Muitos se mudariam contentes para lugares consideravelmente menores em suas próprias redondezas, e é aliás o que de fato a maioria dos seres faz.
(Douglas Adams. O Restaurante no Fim do Universo)
Dia desses, houve uma separação.
Um casal de atores famosos se divorciou.
Emitiram notas para a imprensa, pediram privacidade nesse momento difícil, o rolê todo ficou muito complicado. Houve acusações, pivôs de divórcio, troca de indiretas online, deslikes, textões, gente se desseguindo, milhões de comentários que não deveriam ter sido lidos, mas foram. Análises complexas de como o Instagram molda a vida das pessoas famosas e pode causar o caos na existência de personalidades.
Dia desses, houve uma outra separação.
A minha.
Não teve nada disso.
Nem notas de imprensa, nem um rolê muito complicado. Não houve acusações, troca de indiretas. Algumas coisas todas as separações devem ter em comum, é verdade, mas, de modo geral, a minha separação foi muito menos badalada do que aquela que acontecia a todo vapor no twitter, no Instagram e no facebook — embora ninguém mais use o facebook.
Mas, tendo acontecido na minha vida, essa outra separação causou muito mais comoção nas pessoas ao meu redor do que a separação dos atores famosos.
Teve até um momento em que pensei em fazer uma nota para a imprensa pedindo privacidade.
Só que isso não existe. Isso de privacidade.
E às vezes desconfio que também não existe isso de ser adulto e se separar sem holofotes, mesmo que sejam só os holofotes das pessoas ao seu redor.
Não sei se era o caso da separação dos atores, mas na minha separação, que foi pensada, estudada e calculada, a ideia era não causar sofrimento pra ninguém.
Mas é difícil.
Dizem que cem por cento dos divórcios acontecem em casamentos. E parece que é isso mesmo: os casamentos que acabam precisam ter começado. E a gente — sendo ator famoso ou não — lida muito mal com coisas que começaram terminando. Com o tamanho real das coisas. Ou com as coisas em si.
É. Via de regra, a gente lida muito mal com as coisas.
Eu, que faço parte da estatística de lidar mal com as coisas, encontro um pouco de conforto nas palavras de Douglas Adams. É, no fim do dia, o meu jeito de lidar (mal) com as coisas que começaram e agora terminam.
E volta e meia me pego pensando no planeta Oglaroon. É que lá nesse planeta florestal, que fica num canto do Braço Oriental da Galálxia, acontece algo curiosíssimo: toda a população que habita aquele pedaço de terra vive apertada dentro de uma nogueira pequena.

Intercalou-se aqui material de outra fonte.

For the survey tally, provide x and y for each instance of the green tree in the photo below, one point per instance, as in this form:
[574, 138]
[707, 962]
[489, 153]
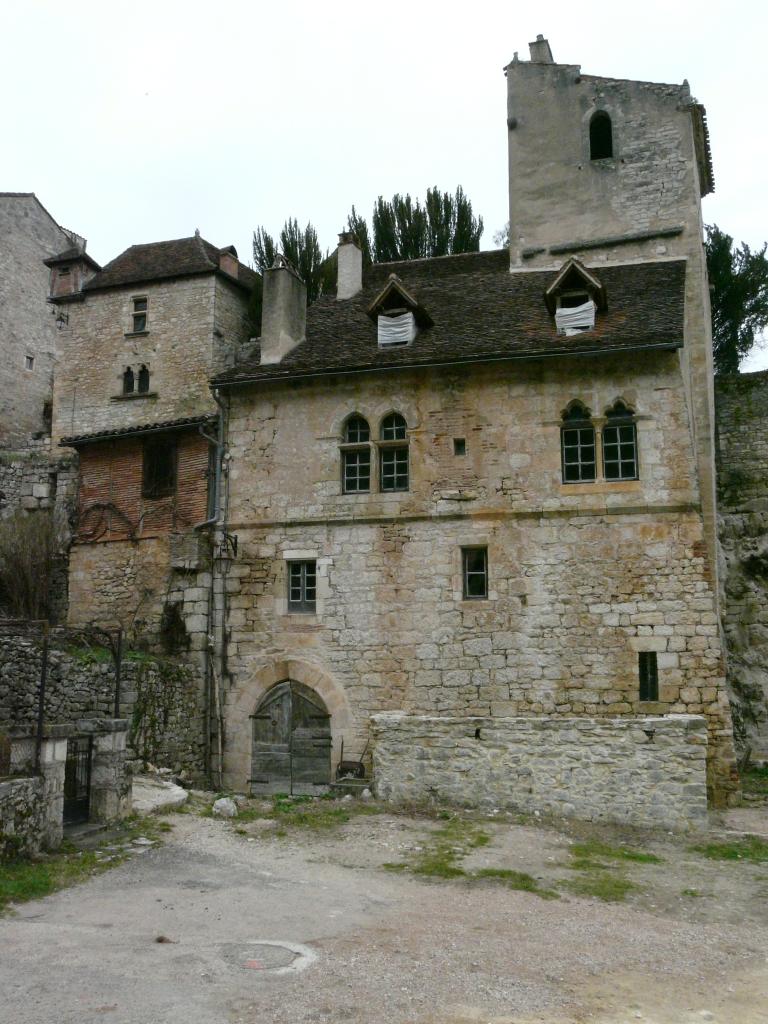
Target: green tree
[738, 282]
[403, 228]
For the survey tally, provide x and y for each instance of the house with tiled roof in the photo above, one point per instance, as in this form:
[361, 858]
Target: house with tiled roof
[472, 495]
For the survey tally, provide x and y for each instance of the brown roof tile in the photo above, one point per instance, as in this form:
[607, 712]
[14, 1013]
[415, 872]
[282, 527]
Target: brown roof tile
[480, 311]
[161, 260]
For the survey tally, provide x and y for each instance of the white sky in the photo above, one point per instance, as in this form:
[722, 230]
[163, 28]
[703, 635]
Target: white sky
[135, 122]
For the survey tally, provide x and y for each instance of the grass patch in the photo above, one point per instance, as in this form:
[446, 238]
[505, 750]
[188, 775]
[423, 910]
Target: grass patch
[24, 880]
[606, 886]
[751, 849]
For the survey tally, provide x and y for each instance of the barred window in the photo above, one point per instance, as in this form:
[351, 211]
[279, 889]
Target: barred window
[578, 444]
[393, 457]
[474, 572]
[355, 462]
[620, 444]
[302, 586]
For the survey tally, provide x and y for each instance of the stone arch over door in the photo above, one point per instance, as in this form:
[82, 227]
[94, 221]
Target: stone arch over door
[245, 696]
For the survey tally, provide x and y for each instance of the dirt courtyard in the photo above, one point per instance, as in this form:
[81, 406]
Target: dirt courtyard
[394, 919]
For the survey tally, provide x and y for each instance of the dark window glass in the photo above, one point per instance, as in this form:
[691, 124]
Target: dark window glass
[356, 468]
[578, 445]
[601, 136]
[159, 469]
[302, 586]
[393, 428]
[393, 463]
[475, 571]
[620, 444]
[143, 380]
[357, 431]
[648, 670]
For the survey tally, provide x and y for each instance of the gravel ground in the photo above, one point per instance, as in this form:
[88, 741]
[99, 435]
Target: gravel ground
[390, 947]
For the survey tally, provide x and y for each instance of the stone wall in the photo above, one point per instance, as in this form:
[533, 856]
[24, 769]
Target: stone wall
[742, 495]
[640, 771]
[582, 579]
[163, 701]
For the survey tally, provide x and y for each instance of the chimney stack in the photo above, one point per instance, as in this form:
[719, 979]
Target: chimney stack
[540, 50]
[228, 260]
[349, 272]
[283, 311]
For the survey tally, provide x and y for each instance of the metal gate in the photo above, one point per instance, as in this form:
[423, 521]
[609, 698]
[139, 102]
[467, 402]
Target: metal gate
[291, 741]
[78, 779]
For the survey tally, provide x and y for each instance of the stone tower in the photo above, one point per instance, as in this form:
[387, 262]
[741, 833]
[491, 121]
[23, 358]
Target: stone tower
[613, 171]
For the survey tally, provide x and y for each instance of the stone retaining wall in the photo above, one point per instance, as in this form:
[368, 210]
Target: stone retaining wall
[641, 771]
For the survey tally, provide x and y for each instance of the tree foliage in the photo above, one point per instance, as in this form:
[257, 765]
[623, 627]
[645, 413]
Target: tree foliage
[738, 282]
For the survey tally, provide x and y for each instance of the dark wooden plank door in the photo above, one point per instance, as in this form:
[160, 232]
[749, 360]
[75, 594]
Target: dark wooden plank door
[291, 742]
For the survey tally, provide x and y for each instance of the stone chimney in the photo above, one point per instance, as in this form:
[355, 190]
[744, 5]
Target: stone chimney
[349, 276]
[283, 311]
[228, 260]
[540, 50]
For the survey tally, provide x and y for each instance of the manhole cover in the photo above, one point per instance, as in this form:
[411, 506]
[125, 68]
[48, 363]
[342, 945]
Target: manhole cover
[278, 957]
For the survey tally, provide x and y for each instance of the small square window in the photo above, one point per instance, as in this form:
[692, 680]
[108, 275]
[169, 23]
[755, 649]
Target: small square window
[139, 315]
[648, 669]
[302, 586]
[475, 572]
[159, 469]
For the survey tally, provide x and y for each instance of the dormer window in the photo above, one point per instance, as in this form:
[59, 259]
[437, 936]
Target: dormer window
[397, 313]
[573, 298]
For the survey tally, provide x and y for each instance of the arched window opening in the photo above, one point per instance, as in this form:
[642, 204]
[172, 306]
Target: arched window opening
[601, 136]
[620, 443]
[578, 444]
[355, 457]
[393, 459]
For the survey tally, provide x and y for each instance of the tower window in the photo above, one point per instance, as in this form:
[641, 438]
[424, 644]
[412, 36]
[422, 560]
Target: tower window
[601, 136]
[648, 669]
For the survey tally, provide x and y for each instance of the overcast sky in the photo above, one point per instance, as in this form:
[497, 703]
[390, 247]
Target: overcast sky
[135, 122]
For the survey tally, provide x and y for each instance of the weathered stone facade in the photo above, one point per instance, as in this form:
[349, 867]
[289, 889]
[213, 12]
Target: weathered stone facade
[742, 495]
[28, 236]
[642, 771]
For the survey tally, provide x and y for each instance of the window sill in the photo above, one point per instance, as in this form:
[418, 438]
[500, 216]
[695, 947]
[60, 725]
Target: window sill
[133, 396]
[601, 487]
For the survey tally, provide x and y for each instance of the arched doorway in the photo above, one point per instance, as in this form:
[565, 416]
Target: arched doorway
[291, 741]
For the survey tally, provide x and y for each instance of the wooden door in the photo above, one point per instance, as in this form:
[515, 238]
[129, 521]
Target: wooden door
[291, 742]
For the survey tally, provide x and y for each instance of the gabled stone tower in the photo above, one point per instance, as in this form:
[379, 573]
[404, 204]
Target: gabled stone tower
[613, 171]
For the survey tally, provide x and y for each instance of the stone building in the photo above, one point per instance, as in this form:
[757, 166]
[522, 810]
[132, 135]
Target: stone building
[29, 236]
[131, 397]
[473, 496]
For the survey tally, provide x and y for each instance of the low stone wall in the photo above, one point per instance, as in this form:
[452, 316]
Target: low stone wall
[163, 700]
[22, 817]
[642, 771]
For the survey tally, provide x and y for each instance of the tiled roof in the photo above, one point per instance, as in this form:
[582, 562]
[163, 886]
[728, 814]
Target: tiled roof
[161, 260]
[480, 311]
[144, 428]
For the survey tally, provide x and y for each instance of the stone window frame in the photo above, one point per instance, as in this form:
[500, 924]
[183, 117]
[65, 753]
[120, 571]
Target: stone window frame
[139, 314]
[352, 449]
[390, 453]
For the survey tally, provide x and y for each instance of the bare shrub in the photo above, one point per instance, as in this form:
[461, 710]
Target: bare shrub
[28, 553]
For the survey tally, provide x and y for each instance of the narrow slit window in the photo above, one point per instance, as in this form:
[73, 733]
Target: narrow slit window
[648, 670]
[601, 136]
[302, 586]
[139, 315]
[578, 445]
[475, 572]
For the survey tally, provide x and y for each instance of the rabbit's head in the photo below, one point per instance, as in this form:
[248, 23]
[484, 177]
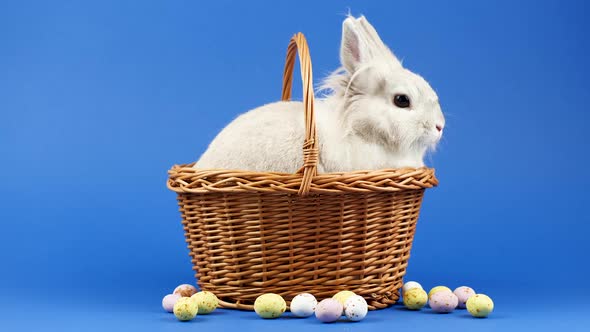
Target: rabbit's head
[381, 101]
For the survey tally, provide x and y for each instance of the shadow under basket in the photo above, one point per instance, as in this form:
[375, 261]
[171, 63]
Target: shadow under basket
[251, 233]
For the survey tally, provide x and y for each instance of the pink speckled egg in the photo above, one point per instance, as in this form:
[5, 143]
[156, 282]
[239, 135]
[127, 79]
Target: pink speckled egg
[169, 301]
[443, 301]
[356, 308]
[328, 310]
[185, 290]
[463, 293]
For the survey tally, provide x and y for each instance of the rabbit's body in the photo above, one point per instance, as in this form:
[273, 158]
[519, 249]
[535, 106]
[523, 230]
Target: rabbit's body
[379, 115]
[269, 138]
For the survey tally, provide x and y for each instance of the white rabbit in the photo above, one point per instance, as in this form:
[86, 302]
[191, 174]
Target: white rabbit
[377, 115]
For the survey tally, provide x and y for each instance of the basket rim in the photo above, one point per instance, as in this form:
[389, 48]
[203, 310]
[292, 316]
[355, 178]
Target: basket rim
[184, 178]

Dentro de tal arvore nascem, vivem, apaixonam-se, entalham em sua casca minúsculos artigos especulando sobre o sentido da vida, a futilidade da morte e a importância do controle de natalidade, combatem em algumas guerras de pequena importância, e eventualmente morrem pendurados sob as ramagens de alguns dos galhos exteriores mais inacessíveis.
E veja que curioso o que acontece com alguns rebeldes habitantes daquele pedaço de terra (digo, de árvore):
De fato, os únicos oglaroonienses que chegam a deixar sua árvore são aqueles que são atirados fora dela pelo abominável crime de imaginar se alguma das outras árvores poderia ser capaz de comportar vida, ou mesmo se as outras árvores são algo além de ilusões provocadas por comer ogla-nozes demais.
E “por exótico que possa parecer este comportamento, não há uma única forma de vida na galáxia que não possa de algum modo ser acusada da mesma coisa”.
Minha separação aconteceu. Meu casamento, que começou, também terminou. Não há um culpado, um motivo específico, um vilão.
A separação dos atores famosos aconteceu também.
As coisas acontecem.
Tudo que acontece, acontece.
Tudo que, ao acontecer, faz com que alguma outra coisa aconteça, faz com que outra coisa aconteça.
Tudo que, ao acontecer, faz com que ela mesma aconteça de novo, acontece de novo.
Isso, contudo, não acontece necessariamente em ordem cronológica.